The process of starch synthesis in grains requires sucrose import and transition^15,16. To evaluate whether photosynthates allocated to the sink contribute to starch accumulation in grain, contributing yield increase in Milyang360, the relative expression of nine genes related to starch biosynthesis was quantified in different plant parts and under different nitrogen levels. As expected, OsSUT1, OsSUT5 and OsDOF11, which regulate sucrose import into the cell and sucrose transport to the grain, were highly expressed in Milyang360. In addition, sucrose transition-related and starch synthesis-related genes were highly expressed in the grains and panicles of Milyang360, regardless of the nitrogen level (Fig. 2e).
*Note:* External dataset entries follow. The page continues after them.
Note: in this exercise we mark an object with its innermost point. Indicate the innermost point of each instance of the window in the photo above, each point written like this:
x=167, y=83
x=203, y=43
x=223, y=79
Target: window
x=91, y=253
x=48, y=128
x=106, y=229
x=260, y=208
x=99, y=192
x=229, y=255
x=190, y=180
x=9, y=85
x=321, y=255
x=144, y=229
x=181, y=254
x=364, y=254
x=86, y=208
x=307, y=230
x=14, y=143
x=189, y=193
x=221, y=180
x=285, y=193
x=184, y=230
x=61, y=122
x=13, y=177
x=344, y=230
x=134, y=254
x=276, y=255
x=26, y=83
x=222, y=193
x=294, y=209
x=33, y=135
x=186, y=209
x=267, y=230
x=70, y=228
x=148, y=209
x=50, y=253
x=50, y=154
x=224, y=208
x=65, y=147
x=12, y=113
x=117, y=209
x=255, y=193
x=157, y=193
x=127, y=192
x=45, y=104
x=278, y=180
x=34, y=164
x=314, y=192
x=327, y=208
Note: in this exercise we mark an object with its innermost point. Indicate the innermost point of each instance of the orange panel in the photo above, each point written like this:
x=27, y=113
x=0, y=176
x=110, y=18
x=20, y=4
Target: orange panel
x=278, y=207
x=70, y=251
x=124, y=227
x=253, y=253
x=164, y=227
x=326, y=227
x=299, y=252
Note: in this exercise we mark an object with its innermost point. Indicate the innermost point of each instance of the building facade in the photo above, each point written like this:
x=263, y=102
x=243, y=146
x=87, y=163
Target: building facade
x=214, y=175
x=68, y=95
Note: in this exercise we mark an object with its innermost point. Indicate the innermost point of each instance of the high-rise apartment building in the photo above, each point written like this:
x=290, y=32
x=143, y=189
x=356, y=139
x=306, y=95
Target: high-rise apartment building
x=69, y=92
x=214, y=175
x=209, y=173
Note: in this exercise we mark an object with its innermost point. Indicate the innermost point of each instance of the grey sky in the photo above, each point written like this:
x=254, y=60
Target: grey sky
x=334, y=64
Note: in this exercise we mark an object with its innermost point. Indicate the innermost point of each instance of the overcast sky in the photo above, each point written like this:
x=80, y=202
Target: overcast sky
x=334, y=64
Decreasing nitrogen input is also known to reduce methane flux in rice paddies^17,18. To investigate the additive effect of photosynthate allocation and low nitrogen input on methane emissions, we conducted experiments on rice paddies that had been maintained for two decades under low and normal nitrogen conditions. Our results showed that reducing the nitrogen level and increasing the sink strength had an additive effect on mitigating methane emissions. The nitrogen effect involved in the mitigation of methane flux was approximately 10% regardless of the variety, which was statistically significant (Extended Data Table 2). Interestingly, compared with conventional fertilization (nitrogen (N)-treated) Saeilmi (N-Saeilmi), low-fertilization (L-treated) Milayng360 (L-Milyang360) plants exhibited 24% less methane emission during whole rice cultivation and 63% lower methane flux after heading (Fig. 2c). Milyang360 showed 6% higher milling grain yield following N treatment and 14% higher milling grain yield following low nitrogen input compared with those of Saeilmi by enlarging grain size (Fig. 2d).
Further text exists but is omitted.